Lembro também que na época, fui bastante crítico aos primeiros episódios, achei derivativo, genérico. Eu e meus companheiros fomos bastante azedos, especialmente por conta do visual e da produção assinada por Alex Kurtzman, que é responsável por algumas obras tão fracas que se tornaram pérolas, como A Múmia com Tom Cruise.
Assistindo os 13 episódios da temporada inicial – até aqui, a única garantida, já que não há qualquer indício de uma renovação – a impressão mudou e mudou bastante.
Com Kurtzman há a assinatura da showrunner Jenny Lumet, conhecida no passado como atriz de filmes de baixo orçamento, a filha do diretor Sidney Lumet foi galgando degraus, escrevendo filmes como O Casamento de Rachel.

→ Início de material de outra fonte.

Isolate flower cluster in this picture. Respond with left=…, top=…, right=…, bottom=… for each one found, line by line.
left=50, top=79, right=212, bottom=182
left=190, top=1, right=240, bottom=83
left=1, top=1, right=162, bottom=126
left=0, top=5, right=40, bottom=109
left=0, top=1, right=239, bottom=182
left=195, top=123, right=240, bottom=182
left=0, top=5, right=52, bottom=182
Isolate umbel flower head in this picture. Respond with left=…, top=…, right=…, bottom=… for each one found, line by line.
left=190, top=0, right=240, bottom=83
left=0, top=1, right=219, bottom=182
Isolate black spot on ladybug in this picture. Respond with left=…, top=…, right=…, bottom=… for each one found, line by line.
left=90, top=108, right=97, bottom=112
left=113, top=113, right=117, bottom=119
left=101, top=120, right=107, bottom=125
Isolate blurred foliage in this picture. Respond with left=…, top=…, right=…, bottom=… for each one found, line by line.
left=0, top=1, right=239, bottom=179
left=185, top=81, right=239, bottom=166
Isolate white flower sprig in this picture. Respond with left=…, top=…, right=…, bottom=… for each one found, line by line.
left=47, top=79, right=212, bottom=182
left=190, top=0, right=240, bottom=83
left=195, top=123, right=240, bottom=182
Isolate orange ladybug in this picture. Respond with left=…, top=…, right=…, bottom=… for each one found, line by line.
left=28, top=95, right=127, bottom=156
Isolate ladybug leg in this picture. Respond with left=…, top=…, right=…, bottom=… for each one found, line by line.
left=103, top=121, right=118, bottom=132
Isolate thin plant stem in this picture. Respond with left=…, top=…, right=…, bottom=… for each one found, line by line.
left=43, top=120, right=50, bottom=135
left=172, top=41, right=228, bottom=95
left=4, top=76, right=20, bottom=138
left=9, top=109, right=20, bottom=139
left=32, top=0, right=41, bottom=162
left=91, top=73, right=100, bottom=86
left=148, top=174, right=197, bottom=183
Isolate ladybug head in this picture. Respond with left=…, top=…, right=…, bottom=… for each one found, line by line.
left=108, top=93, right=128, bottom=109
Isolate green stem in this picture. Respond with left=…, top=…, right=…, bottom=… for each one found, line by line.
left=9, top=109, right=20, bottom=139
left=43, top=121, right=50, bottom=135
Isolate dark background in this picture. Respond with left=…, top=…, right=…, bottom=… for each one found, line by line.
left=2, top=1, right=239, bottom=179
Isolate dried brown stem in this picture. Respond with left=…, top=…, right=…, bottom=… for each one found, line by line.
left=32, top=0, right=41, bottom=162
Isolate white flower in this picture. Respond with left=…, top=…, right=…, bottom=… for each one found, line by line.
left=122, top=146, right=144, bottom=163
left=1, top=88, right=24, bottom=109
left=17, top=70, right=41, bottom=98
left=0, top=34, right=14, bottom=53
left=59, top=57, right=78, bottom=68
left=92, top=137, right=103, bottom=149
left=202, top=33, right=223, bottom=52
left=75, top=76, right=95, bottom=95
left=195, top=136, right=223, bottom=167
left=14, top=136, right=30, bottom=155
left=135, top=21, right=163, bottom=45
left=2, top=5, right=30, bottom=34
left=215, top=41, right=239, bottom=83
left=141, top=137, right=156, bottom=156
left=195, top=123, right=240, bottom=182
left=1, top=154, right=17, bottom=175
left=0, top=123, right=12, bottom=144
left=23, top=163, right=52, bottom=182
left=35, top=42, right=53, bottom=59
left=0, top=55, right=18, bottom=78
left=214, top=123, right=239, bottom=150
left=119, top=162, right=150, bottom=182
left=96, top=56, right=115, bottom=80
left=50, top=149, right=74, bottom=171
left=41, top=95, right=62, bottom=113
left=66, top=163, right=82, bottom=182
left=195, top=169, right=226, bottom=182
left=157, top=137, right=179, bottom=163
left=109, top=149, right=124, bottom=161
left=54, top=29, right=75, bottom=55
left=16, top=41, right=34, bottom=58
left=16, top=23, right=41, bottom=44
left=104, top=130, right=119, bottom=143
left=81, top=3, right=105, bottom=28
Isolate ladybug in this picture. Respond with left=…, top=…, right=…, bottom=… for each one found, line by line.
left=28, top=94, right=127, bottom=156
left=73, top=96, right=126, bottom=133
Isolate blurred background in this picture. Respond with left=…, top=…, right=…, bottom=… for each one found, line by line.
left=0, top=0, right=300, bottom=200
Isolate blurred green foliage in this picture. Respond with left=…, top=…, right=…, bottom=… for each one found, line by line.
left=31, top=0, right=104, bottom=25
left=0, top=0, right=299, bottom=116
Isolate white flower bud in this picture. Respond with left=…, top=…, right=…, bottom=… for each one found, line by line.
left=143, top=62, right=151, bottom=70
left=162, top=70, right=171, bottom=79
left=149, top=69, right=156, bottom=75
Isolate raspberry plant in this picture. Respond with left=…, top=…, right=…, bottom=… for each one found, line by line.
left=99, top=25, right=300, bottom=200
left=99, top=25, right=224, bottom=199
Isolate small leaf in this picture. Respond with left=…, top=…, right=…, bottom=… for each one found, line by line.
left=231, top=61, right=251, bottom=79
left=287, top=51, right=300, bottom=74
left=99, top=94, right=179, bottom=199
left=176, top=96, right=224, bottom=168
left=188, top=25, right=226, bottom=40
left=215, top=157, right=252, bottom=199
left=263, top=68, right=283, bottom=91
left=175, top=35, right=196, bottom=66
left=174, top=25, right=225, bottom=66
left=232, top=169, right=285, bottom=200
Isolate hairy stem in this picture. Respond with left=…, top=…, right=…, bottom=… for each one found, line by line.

Depois, ela migrou para a televisão, participando ativamente dos novos seriados de Jornada nas Estrelas, com roteiro em Star Trek: Discovery e como co-criadora em Star Trek: Strange New Worlds.
Da parte da trama, o piloto inicia mostrando Rebecca Breeds interpretando a mesma Clarice Starling que Jodie Foster fez no longa de 1991, iniciando sua trama imediatamente após a morte de Bufallo Bill.
Aos poucos se repercute os sentimentos dos sobreviventes, tanto de Clarice, que parece átona e amortecida - pudera, ela teve uma situação de convivência bastante absurda, e se solta bem aos poucos - além de outras personagens, sobretudo mulheres, que apareceram também no filme.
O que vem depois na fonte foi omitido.